Author : Dieter Haller
Publisher :
Page : 264 pages
File Size : 27,83 MB
Release : 2005
Category : Antropologische aspecten
ISBN : 9781783715336
Shows how corruption operates through informal rules, personal connections and wider social contexts
Author : National Academies of Sciences, Engineering, and Medicine
Publisher : National Academies Press
Page : 399 pages
File Size : 42,33 MB
Release : 2019-01-27
Category : Medical
ISBN : 0309477891
In 2015, building on the advances of the Millennium Development Goals, the United Nations adopted Sustainable Development Goals that include an explicit commitment to achieve universal health coverage by 2030. However, enormous gaps remain between what is achievable in human health and where global health stands today, and progress has been both incomplete and unevenly distributed. In order to meet this goal, a deliberate and comprehensive effort is needed to improve the quality of health care services globally. Crossing the Global Quality Chasm: Improving Health Care Worldwide focuses on one particular shortfall in health care affecting global populations: defects in the quality of care. This study reviews the available evidence on the quality of care worldwide and makes recommendations to improve health care quality globally while expanding access to preventive and therapeutic services, with a focus in low-resource areas. Crossing the Global Quality Chasm emphasizes the organization and delivery of safe and effective care at the patient/provider interface. This study explores issues of access to services and commodities, effectiveness, safety, efficiency, and equity.

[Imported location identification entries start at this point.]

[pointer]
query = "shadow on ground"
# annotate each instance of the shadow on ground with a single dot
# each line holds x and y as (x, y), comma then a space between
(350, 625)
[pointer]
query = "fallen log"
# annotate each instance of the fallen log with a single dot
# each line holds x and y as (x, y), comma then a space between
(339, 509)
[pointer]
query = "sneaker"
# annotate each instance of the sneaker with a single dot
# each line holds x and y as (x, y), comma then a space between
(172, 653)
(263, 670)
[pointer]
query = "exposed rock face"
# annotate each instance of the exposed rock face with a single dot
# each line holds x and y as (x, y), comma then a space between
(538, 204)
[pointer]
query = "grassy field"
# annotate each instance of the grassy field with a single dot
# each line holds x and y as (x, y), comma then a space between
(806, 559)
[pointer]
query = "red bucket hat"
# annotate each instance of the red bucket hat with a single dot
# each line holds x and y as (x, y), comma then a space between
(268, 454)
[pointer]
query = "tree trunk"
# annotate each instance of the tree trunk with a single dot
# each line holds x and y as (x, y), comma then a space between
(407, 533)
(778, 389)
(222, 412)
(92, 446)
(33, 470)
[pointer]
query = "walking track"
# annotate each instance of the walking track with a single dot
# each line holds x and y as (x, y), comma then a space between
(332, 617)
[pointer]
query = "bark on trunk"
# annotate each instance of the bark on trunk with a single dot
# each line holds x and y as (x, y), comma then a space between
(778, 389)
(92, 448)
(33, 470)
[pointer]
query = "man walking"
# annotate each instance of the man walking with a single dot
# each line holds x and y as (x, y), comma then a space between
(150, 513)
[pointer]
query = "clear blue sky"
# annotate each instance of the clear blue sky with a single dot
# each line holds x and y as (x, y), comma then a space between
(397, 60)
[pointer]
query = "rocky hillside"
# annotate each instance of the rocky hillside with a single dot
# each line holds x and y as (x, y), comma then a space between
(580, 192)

Focusing on front line service delivery that can directly impact health outcomes for individuals and populations, this book will be an essential guide for key stakeholders, governments, donors, health systems, and others involved in health care.
Author : Blendi Kajsiu
Publisher : Routledge
Page : 224 pages
File Size : 32,60 MB
Release : 2016-03-16
Category : Political Science
ISBN : 1317188357
Why did Albania enjoy some of the most successful anti-corruption programs and institutions along with what appeared to be growing levels of corruption during the period 1998-2005? Looking at corruption through a post-structuralist discourse analysis perspective this book argues that the dominant corruption discourse in Albania served primarily to institute the neoliberal order rather than eliminate corruption. It did so in four interrelated ways. First, blaming every Albanian failure on corruption avoided a critical engagement with the existing neoliberal developmental model. Second, the dominant articulation of corruption as abuse of public office for private gain consigned it to the public sector, transforming neoliberal policies of privatisation and expanding markets into anticorruption measures. Third, international anticorruption campaigns reproduced an asymmetric relationship of dependency between Albania and the international institutions that monitored it by articulating corruption as internal to the Albanian condition. Finally, against corruption international and local actors could articulate a neoliberal order that was free of internal contradictions and fully compatible with democratization. As a rare example of post-structuralist discourse analysis of corruption this book can be useful for future research on discourses of corruption in other countries of the region and beyond.